Pitt, CMU supercomputing center gets $10 million NSF grant

The National Science Foundation awarded a $10 million grant to the Pittsburgh Supercomputing Center, a joint research center in Monroeville sponsored by Pitt and Carnegie Mellon University, according to a news release.

The grant, the July 9 release read, would go toward the Bridges-2 project, a supercomputer that would “provide researchers in Pennsylvania and the nation with massive computational capacity and the flexibility to adapt to the rapidly evolving field of data- and computation-intensive research.” Hewlett Packard Enterprise also will partner with the PSC on the Bridges-2 project.

“Unlocking the power of data will accelerate discovery to advance science, improve our quality of life and enhance national competitiveness,” Nick Nystrom, PSC’s chief scientist and principal investigator for Bridges-2, said in the release. “We designed Bridges-2 to drive discoveries that will come from the rapid evolution of research, which increasingly needs new, scalable ways for combining large, complex data with high-performance simulation and modeling.”

This project could help researchers crack open mysteries in quantum computing, the human brain, improving agriculture, developing sustainable energy production and more, according to the release.

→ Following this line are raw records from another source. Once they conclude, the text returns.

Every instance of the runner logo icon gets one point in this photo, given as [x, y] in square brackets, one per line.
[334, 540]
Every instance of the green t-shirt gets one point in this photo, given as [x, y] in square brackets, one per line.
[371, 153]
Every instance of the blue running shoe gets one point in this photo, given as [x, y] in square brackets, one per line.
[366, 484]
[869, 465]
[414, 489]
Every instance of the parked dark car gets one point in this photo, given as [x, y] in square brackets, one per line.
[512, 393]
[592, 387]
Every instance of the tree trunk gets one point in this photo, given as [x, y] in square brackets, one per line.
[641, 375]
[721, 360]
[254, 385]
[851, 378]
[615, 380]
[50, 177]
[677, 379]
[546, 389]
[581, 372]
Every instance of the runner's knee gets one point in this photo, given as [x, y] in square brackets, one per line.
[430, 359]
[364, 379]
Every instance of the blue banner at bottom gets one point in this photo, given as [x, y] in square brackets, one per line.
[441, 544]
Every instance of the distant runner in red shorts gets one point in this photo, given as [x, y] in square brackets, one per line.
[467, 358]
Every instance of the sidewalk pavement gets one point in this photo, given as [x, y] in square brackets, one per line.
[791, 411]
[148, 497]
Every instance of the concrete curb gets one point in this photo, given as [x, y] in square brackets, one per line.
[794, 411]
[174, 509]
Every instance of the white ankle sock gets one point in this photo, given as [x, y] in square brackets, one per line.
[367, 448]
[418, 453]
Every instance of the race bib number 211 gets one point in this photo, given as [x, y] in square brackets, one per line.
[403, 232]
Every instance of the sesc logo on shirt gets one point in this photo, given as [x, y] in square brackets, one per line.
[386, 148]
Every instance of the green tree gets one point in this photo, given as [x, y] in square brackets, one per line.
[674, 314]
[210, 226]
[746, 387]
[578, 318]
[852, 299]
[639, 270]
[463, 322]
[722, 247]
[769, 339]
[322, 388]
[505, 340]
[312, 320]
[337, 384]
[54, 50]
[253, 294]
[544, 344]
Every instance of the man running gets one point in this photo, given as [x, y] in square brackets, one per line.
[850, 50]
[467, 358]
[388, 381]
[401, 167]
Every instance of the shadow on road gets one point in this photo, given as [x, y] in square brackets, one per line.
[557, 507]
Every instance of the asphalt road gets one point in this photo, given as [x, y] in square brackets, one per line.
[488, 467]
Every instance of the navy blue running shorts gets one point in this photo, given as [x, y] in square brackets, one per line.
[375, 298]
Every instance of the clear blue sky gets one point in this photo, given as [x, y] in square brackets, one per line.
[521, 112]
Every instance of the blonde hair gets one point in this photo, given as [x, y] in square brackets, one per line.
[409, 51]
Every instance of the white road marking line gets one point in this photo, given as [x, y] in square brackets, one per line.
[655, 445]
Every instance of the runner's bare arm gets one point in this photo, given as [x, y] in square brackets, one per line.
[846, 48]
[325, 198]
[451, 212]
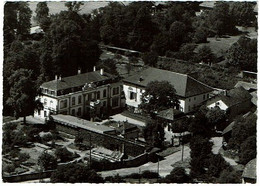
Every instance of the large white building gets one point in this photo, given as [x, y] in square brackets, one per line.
[191, 92]
[77, 95]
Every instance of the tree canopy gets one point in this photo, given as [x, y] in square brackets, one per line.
[158, 95]
[243, 54]
[154, 133]
[75, 173]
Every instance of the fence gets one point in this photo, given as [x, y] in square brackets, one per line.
[28, 176]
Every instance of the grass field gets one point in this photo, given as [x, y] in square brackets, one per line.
[220, 45]
[56, 7]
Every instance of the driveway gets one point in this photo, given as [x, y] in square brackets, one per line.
[164, 165]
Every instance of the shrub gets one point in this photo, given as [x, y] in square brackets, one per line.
[150, 175]
[9, 168]
[64, 155]
[47, 161]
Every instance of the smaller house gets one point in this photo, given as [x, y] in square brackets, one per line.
[249, 173]
[250, 87]
[227, 132]
[234, 102]
[125, 129]
[168, 116]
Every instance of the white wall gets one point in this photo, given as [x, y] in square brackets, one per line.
[185, 104]
[220, 104]
[134, 103]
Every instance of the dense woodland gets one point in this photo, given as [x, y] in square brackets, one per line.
[70, 41]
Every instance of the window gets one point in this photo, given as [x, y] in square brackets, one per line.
[79, 100]
[73, 101]
[98, 94]
[116, 91]
[45, 102]
[132, 95]
[73, 112]
[104, 93]
[63, 104]
[115, 102]
[51, 103]
[79, 111]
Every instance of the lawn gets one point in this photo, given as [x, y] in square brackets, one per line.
[169, 151]
[8, 118]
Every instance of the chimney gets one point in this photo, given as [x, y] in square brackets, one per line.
[225, 92]
[101, 71]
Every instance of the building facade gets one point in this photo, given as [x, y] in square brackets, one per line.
[83, 95]
[191, 93]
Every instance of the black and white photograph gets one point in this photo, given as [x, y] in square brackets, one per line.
[137, 92]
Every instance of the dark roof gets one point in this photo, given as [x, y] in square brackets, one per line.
[250, 169]
[80, 123]
[233, 97]
[231, 125]
[169, 114]
[229, 101]
[184, 85]
[76, 81]
[246, 85]
[121, 126]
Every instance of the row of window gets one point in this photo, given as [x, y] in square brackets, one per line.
[204, 97]
[47, 91]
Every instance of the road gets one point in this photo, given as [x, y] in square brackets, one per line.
[164, 165]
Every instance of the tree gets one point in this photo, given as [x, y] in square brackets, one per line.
[10, 23]
[75, 173]
[47, 161]
[205, 55]
[186, 52]
[243, 12]
[23, 19]
[200, 152]
[42, 15]
[216, 163]
[219, 20]
[63, 154]
[199, 125]
[109, 66]
[22, 93]
[143, 30]
[243, 54]
[154, 133]
[177, 34]
[160, 44]
[247, 150]
[243, 128]
[181, 125]
[200, 35]
[158, 95]
[150, 58]
[216, 116]
[177, 175]
[229, 175]
[74, 6]
[69, 45]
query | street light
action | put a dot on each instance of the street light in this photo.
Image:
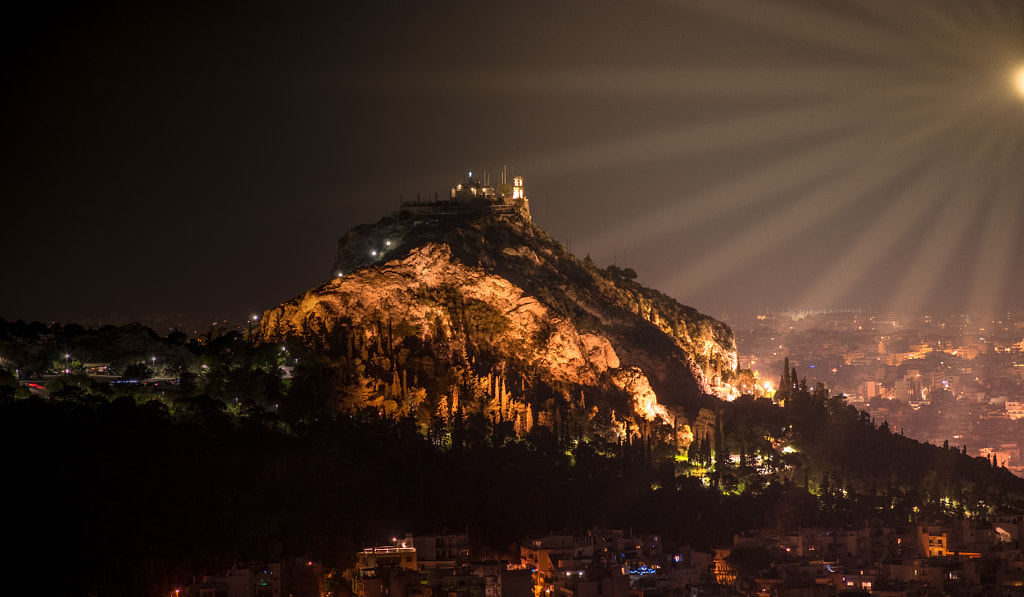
(252, 318)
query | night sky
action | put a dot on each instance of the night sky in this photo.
(204, 158)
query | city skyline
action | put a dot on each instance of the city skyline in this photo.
(737, 156)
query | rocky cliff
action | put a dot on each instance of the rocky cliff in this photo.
(495, 295)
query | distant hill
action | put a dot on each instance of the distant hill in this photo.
(418, 295)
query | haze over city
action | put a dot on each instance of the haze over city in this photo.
(189, 158)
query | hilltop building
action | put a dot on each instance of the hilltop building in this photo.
(474, 196)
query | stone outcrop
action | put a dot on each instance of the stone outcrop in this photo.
(500, 291)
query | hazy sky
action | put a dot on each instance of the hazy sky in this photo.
(204, 158)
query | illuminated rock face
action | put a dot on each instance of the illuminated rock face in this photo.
(499, 290)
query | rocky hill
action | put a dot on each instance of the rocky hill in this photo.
(492, 293)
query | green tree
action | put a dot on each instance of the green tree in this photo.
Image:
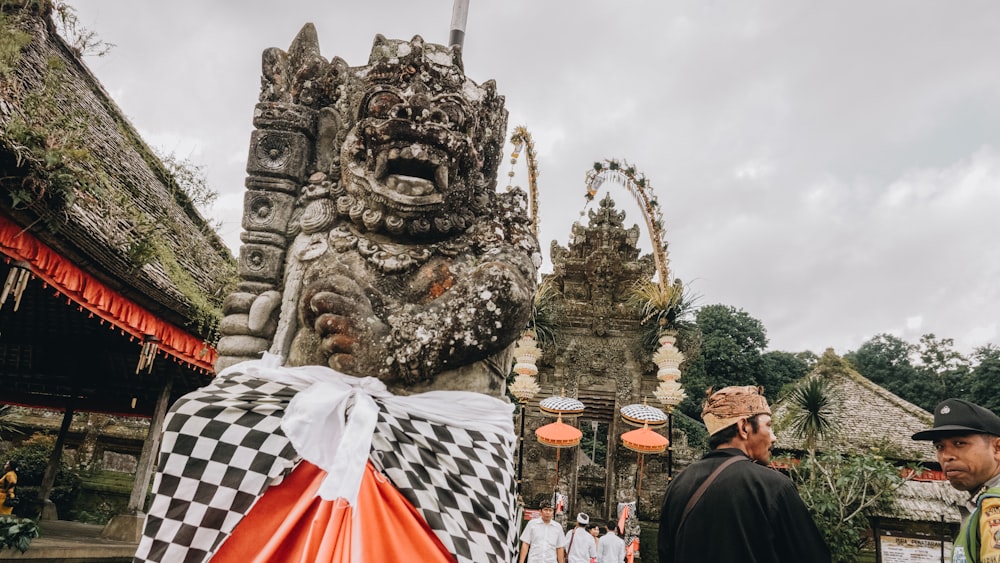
(982, 382)
(811, 403)
(842, 493)
(888, 361)
(941, 364)
(732, 345)
(781, 369)
(33, 457)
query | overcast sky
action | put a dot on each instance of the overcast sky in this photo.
(831, 168)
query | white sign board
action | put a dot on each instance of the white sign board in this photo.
(895, 549)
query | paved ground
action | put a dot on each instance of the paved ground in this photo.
(71, 542)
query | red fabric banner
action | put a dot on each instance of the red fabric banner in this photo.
(94, 296)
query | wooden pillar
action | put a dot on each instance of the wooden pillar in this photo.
(128, 527)
(49, 511)
(150, 448)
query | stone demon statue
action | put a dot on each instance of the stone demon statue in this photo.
(383, 279)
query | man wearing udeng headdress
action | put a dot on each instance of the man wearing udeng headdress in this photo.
(383, 280)
(728, 506)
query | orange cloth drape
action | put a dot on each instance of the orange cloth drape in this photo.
(89, 293)
(290, 524)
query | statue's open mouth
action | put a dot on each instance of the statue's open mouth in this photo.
(414, 174)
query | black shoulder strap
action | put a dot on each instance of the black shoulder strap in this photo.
(701, 491)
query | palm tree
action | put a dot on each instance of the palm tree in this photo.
(812, 408)
(663, 308)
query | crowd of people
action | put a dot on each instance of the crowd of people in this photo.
(543, 540)
(730, 506)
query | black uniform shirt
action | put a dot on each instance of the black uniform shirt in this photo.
(750, 513)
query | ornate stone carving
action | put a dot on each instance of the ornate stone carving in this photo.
(374, 240)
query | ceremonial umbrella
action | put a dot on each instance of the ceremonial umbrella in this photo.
(561, 406)
(643, 415)
(559, 435)
(643, 441)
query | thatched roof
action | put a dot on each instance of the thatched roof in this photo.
(77, 176)
(864, 417)
(926, 501)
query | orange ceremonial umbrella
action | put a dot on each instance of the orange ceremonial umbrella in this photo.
(644, 441)
(558, 435)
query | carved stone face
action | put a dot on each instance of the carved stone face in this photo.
(411, 164)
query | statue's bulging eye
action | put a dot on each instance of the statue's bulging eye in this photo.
(381, 104)
(454, 111)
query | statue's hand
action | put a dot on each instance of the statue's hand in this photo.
(341, 314)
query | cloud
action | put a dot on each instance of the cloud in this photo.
(831, 168)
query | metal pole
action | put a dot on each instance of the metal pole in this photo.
(944, 537)
(670, 445)
(459, 16)
(520, 447)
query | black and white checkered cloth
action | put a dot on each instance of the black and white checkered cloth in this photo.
(223, 446)
(461, 481)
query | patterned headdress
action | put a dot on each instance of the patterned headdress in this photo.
(729, 404)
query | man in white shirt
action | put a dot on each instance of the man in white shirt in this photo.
(542, 540)
(580, 546)
(611, 548)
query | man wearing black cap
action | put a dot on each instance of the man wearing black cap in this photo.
(967, 440)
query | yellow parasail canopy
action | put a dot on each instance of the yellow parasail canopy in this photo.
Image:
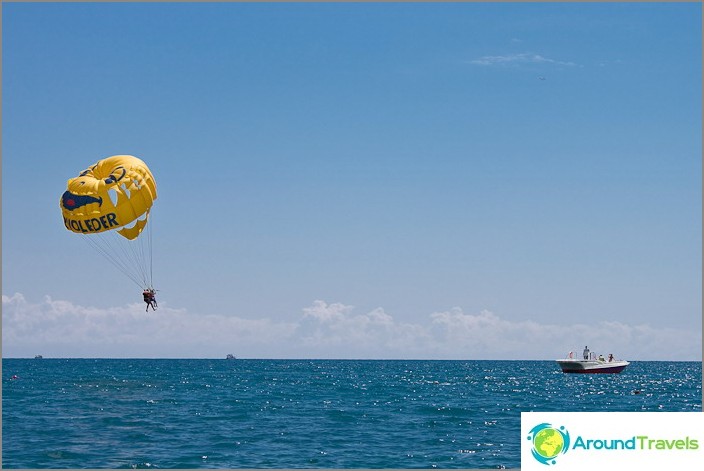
(114, 194)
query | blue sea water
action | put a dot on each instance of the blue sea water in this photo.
(128, 413)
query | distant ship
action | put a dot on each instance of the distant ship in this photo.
(591, 364)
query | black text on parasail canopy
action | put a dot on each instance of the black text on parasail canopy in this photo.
(109, 204)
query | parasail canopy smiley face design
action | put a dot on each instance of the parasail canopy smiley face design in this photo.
(116, 193)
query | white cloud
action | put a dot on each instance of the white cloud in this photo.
(517, 59)
(64, 329)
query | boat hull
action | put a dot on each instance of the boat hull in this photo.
(592, 366)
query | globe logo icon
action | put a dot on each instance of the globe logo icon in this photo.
(548, 442)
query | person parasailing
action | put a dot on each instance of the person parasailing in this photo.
(149, 295)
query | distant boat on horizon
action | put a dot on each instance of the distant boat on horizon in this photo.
(591, 363)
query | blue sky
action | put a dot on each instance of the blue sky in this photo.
(482, 181)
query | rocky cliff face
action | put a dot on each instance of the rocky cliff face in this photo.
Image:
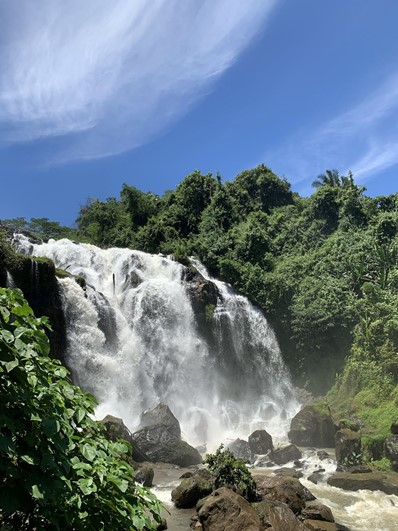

It also would help develop artificial intelligence and scalable high-performance computing. This data, potentially, would all be digested into user-friendly interfaces that would promote more collaboration throughout the STEM field.

“Bridges-2 is a major leap forward for PSC in high-performance computing and data analytics infrastructure and research,” Alan D. George, interim director of PSC, said in the news release. “PSC is unique in combining the strengths of two world-class universities (CMU and Pitt) and a world-class medical center (UPMC). Bridges-2 will amplify these strengths to fuel many new discoveries.”

The grant is part of the NSF’s awards for Advanced Computing Systems & Services. Bridges-2 will officially launch summer 2020.